Conor Cawley: The Five Minutes Before Christmas

In the Cawley household, Christmas is still a time of benevolent wonderment and outright lies. The beautiful Christmas tree shines in the middle of the big bay window, the plastic carolers sit frozen in a sea of fake snow next to the front door, and my parents insist that Santa is real to their four children between the ages of 18 and 27.

Not to ruin the surprise for any four year olds that might be reading, but just to be clear, the four of us do know that Santa isn’t real. We know that he doesn’t account for 50% of our presents and his lust for sugar cookies is merely a clever ploy to further cement our long-gone holiday belief.

We let them know that we know, too. The Cawley children poke holes in Santa’s story more often than your family’s most infamous atheist. Not because we hate Christmas, but because our parents’ ability to fend off accusations of the most obvious lie in the world are nothing short of jaw-dropping. Mostly because they stick to the script. Every inquiry about what we’re getting for Christmas is met with a barely sarcastic, “Well you’ll have to ask Santa,” which is hard to argue with.

Despite our collectively cynical points of view, my parents hold strong. Year in and year out, they endure the snide remarks, the side-eyed glances, and the unending hope that we’ll catch them in an unexplainable lie on the happiest day of the year. They put out cookies, rustle the fireplace, and label every other present as “From: Santa” in handwriting that is more unrecognizable than that found on your physician’s prescription pads.

Every year we grow older, we assume that this year is going to be the last year. We believe that eventually they will cave and Christmas will simply be that one time of year we all hang out and give each other gifts. No more illusions of magical sleighs, flying livestock, or sugar-crazy madmen breaking into our houses to leave us things we only kind of need. Every year, we assume their resolve with dwindle.

But low and behold, next year rolls around and their resolve has doubled. Santa is more real than Bruce Springsteen and his cookie cravings have doubled along with their resolve. His reindeer are stronger, his sleigh is bigger, and his Ho’s are louder and more glorious than ever before.

And behind that cynical facade us Cawley kids put up is an undeniable appreciation for their commitment. Because this herculean resolve pays off five minutes before Christmas starts, as my parents force us to wait at the top of the stairs before we can descend on our gifts.
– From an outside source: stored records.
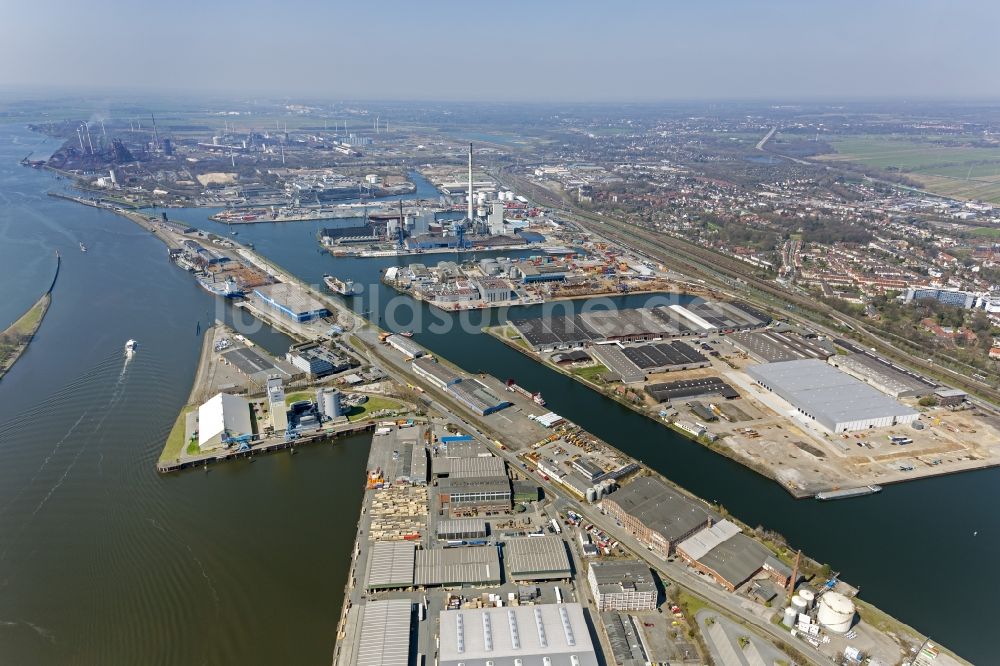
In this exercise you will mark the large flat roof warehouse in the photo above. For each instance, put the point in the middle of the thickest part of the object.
(469, 565)
(886, 377)
(661, 508)
(690, 388)
(221, 418)
(537, 558)
(292, 301)
(385, 633)
(774, 346)
(832, 398)
(538, 635)
(390, 565)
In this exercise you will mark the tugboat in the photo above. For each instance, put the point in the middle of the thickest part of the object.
(342, 287)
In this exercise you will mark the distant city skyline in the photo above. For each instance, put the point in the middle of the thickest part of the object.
(519, 51)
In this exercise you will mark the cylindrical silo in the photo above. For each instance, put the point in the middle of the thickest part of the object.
(836, 612)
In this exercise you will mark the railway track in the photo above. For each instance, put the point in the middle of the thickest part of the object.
(728, 274)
These four adult Cawley children are turned into 5 year olds that want nothing more than to storm down those stairs and rip open every present that they can get their hands on, all because of this resolve.

An audible “Whoooooa” can be heard at every Cawley Christmas morning. Not because we’re in shock at the amount presents in front of us, but because, for a split second, it feels like Santa really did show up. Our 20-something coolness is briefly suspended by a story that our parents have been telling us for almost three decades. A story that has no basis in reality but is more important than any carol, psalm, or prayer you’ll say on Christmas day:

Miracles can happen. Even if your parents have to lie about them.